0
votes

It has been a few days that GCP AutoML WebUI cannot export models for offline inference (support team says it is a front end component bug that has been fixed, it has been a few days and it not yet).

Said that, I am usually not a fan of GUI to do that, I was hoping I could use CLI or Python google-cloud-automl API to the job. I have to admit Google sucks at documentation, and they keep constantly changing functionalities without giving details and examples. Although all kind of functionalities are working (bucket listing, bucket creation, data upload to bucket, even model training etc.), but model export has been a headache and hard to configure. Before we proceed, please note that GOOGLE_APPLICATION_CREDENTIALS is added to the environment. What I have tried so far:

1. via POST:

# get the token
access_token = subprocess.check_output(
    'gcloud auth application-default print-access-token', shell=True)

data = {
  "outputConfig": {
    "modelFormat": "tf_saved_model", #or "tf-saved-model"
    "gcsDestination": {
      "outputUriPrefix": "gs://bucket/folder"
    }
  }
}


headers = {
    'Authorization': f'Bearer {access_token.decode().rstrip()}',
    'Content-Type': 'application/json; charset=utf-8',
}

url= f"https://automl.googleapis.com/v1/projects/{project_id}/locations/us-central1/models/{model_id}:export"

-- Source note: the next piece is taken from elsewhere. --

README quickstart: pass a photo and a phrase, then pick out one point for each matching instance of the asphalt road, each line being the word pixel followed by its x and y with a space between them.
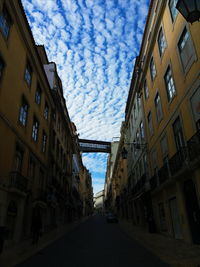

response = requests.post(url, headers=headers, json=data)

fails with the response.content:

b'{\n  "error": {\n    "code": 400,\n    "message": "List of found errors:\\t1.Field: name; Message: Required field is invalid\\t",\n    "status": "INVALID_ARGUMENT",\n    "details": [\n      {\n        "@type": "type.googleapis.com/google.rpc.BadRequest",\n        "fieldViolations": [\n          {\n            "field": "name",\n            "description": "Required field is invalid"\n          }\n        ]\n      }\n    ]\n  }\n}\n'

2. via google-cloud-automl

location = "us-central1"

client = automl.AutoMlClient()
model_full_id = client.model_path(project=project_id, location=location, model=model_id)

response = client.export_model(????)

There arguments are apparently required (if I run it client.export_model()):

1.Field: name; Message: Location ID was not provided.
2.Field: name; Message: Required field is invalid
3.Field: output_config.gcs_destination.output_uri_prefix; Message: Empty string was given for GCS path or prefix.

I am stuck right in the beginning how to pass arguments. I have tried to configure a metadata for location_to_be_written, and model_format via automl.types.ModelExportOutputConfig(???), but that is a trouble of its own.

2
I used your code for POST and worked for me. Can you try using the v1 API instead? v1Beta1 is already deprecated, your request might be denied due to the deprecation. cloud.google.com/vision/automl/docs/release-notes#June_04_2020 - Ricco D
Error still persists. I changed to v1 in the url, but POST still gives me same error. I do not think I have authentication issues, since message is not about that, but just to say that I have a service_account oauth2 json in the env! - TwinPenguins
By the way I just revisited the issue tracker that was provided and I saw a screenshot wherein the screen froze. I noticed that the model is not yet deployed. - Ricco D
The model should be deployed first before exporting it to your desired format cloud.google.com/vision/automl/docs/… - Ricco D
Well in past one could simply export without deploying! Deployment is for online prediction, why would one needs to deploy first then be able to export?! Anyways, I even tested this, problem doesn't go away, even after deployment screen freezes whatever format you want to export to!! So annoying - TwinPenguins

2 Answers

1
votes
  1. For the post method, You need to use the model-id (e.g. ICN124..., TBL543...)
    You can find yours on the UI => AutoML Models tab or by listing your models.
    I have managed to export a model by following the example you provided.

  2. For the library, you need to use the full path.
    Here is a working example:

from google.cloud import automl

project_id = "YOUR_PROJECT"
model_name="projects/YOUR_PROJECT_NUMBER/locations/us-central1/models/YOUR_MODEL_ID"
gcs_uri = "gs://bucket/folder"

client = automl.AutoMlClient()

gcs_destination = automl.GcsDestination(output_uri_prefix=gcs_uri)
output_config=automl.ModelExportOutputConfig(gcs_destination=gcs_destination, model_format="tflite")

request = automl.ExportModelRequest(name=model_name, output_config=output_config)

response = client.export_model(request=request)

BTW, the issue to export from the UI is now fixed and you should be able to export your models from it.

0
votes

I raised up the same questions. I have been using the WebPage to export the model very often before, and I was even able to export the model as of early last week. But not able to export any of the offline model since Friday :( Anyway, I tried your first Post Method, and it worked for me to export the model using the code.